RIYADH: Saudi Arabia has launched water and sewerage projects worth $533 million in the Riyadh region as part of its efforts to expand public utility services and meet the growing demand.

According to a press release from the National Water Co., work has begun on 30 projects covering nearly 2,000 km across Riyadh city and its surrounding governorates. The goal is to expand service coverage and enhance system efficiency.

This initiative aligns with the government’s Vision 2030 plan, which aims to boost infrastructure investment and improve the quality of life as population and economic activity continue to grow.

Of the 30 projects, 16, valued at over SR1 billion ($266 million), are focused on expanding water services.

These include the construction of 18 reservoirs with a total storage capacity of 85,000 cubic meters, the installation of more than 1,192 kilometers of new pipelines, and the development of pumping stations with a daily capacity of 247,000 cubic meters.

These include parts of the Al-Taawun, Al-Janadriyah, Laban, Al-Diriyah, and Dyrab neighborhoods in Riyadh. Other affected areas include Al-Quway’iyah, Afif, and Al-Dawadmi. 

They also cover parts of Al-Muzahimiyah, Al-Rayn, and Al-Kharj, as well as Hotat Bani Tamim, Al-Hariq, and Al-Majma’ah. Additionally, the list includes Al-Zulfi, Thadiq, and the Al-Uyaynah and Al-Jubayla centers. 

The remaining 14 initiatives target sewerage infrastructure in areas such as Al-Munsiyah and Al-Zulfi, adding 763 km of pipelines and lift stations with a total daily capacity of 117,000 cubic meters. These projects are valued at SR902 million. 

The latest project package follows two significant announcements from last year—46 projects worth SR1.6 billion in May and 20 projects costing nearly SR1 billion in August—highlighting the ongoing investment in the sector.

These initiatives, according to the company, are aimed at strengthening water distribution, addressing environmental challenges, enhancing sustainability, and supporting national objectives under Vision 2030.

In March, the Saudi Water Authority and National Water Co. signed an agreement to build and operate 16 decentralized purification plants across the Kingdom.

This partnership also seeks to improve the availability of drinking water and advance sustainable groundwater desalination technologies.
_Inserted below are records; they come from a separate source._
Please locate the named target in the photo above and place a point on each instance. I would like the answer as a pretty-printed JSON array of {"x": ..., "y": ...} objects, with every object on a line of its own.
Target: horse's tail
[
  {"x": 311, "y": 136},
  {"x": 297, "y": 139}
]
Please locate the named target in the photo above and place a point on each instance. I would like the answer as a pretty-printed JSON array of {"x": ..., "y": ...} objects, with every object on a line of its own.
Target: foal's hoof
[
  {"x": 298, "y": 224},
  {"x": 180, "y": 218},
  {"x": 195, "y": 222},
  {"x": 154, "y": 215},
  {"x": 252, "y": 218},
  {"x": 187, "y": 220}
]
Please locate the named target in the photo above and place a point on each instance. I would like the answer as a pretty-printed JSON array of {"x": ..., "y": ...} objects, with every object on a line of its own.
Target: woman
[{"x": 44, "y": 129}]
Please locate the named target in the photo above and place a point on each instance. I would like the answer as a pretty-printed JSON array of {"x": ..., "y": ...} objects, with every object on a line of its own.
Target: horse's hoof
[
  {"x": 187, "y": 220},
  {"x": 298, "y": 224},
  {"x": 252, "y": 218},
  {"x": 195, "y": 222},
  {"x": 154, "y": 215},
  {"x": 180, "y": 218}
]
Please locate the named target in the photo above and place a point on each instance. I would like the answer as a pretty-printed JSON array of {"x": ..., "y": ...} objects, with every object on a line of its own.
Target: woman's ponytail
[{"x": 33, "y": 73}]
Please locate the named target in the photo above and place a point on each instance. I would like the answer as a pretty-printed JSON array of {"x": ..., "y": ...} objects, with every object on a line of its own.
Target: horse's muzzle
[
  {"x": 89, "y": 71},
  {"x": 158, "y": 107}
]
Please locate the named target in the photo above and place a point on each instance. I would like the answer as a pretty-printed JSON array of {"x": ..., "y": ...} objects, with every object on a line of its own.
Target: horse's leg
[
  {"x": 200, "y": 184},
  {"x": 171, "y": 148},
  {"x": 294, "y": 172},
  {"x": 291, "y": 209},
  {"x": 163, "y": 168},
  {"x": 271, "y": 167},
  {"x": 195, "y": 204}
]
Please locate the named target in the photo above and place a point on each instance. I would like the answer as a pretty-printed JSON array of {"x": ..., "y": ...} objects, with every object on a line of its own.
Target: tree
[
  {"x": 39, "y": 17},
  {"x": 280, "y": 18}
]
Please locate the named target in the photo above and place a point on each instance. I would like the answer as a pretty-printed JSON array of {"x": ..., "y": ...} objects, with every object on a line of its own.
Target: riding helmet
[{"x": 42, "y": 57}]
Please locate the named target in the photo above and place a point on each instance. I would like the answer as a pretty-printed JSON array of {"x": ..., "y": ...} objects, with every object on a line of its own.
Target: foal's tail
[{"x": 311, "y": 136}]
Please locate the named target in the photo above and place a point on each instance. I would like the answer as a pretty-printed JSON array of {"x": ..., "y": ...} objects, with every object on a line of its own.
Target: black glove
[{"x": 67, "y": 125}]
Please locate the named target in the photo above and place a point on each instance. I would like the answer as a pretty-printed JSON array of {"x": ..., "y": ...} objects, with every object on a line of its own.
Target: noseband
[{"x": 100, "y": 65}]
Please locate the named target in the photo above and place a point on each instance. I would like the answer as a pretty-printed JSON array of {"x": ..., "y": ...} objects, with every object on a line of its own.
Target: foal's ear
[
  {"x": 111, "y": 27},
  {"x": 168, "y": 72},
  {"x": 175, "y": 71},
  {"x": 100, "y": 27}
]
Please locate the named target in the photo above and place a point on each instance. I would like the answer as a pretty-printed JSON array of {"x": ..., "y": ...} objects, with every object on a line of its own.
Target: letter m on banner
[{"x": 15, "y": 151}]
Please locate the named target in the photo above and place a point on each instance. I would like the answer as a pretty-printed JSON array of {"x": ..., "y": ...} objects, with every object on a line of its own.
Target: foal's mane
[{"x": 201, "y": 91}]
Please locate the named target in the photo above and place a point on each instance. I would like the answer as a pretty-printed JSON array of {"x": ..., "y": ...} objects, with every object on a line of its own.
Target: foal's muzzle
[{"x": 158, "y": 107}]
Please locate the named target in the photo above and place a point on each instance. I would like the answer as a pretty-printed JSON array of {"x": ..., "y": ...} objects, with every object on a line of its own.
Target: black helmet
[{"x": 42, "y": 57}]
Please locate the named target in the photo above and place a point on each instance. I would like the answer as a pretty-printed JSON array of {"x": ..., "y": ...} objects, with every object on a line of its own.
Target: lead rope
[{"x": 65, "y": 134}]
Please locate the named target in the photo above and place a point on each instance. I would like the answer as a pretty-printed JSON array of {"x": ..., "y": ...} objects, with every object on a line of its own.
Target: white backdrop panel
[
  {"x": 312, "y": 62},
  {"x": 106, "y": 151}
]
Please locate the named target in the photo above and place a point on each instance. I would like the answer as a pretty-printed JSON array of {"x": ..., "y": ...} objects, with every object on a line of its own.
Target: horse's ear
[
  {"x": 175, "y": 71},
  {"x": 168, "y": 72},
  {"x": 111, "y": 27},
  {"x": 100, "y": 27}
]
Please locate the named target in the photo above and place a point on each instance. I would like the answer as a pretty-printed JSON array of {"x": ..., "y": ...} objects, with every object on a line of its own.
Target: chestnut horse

The plants are expected to produce over 18,000 cubic meters of water daily, according to the Saudi Press Agency.

Currently, Saudi Arabia treats and reuses 21 percent of its wastewater, with plans to increase this to 70 percent by 2030. The new facilities align with this goal, contributing to environmental sustainability and enhancing service delivery.

Designed to serve over 80,000 people, the purification plants will be supported by integrated water treatment and distribution systems, aimed at improving supply reliability in resource-limited regions. This represents a crucial step toward bolstering essential services.

Given the Kingdom’s ongoing challenges with water scarcity due to its arid climate and limited natural resources, these initiatives are key to fostering innovative solutions in water production, management, and distribution.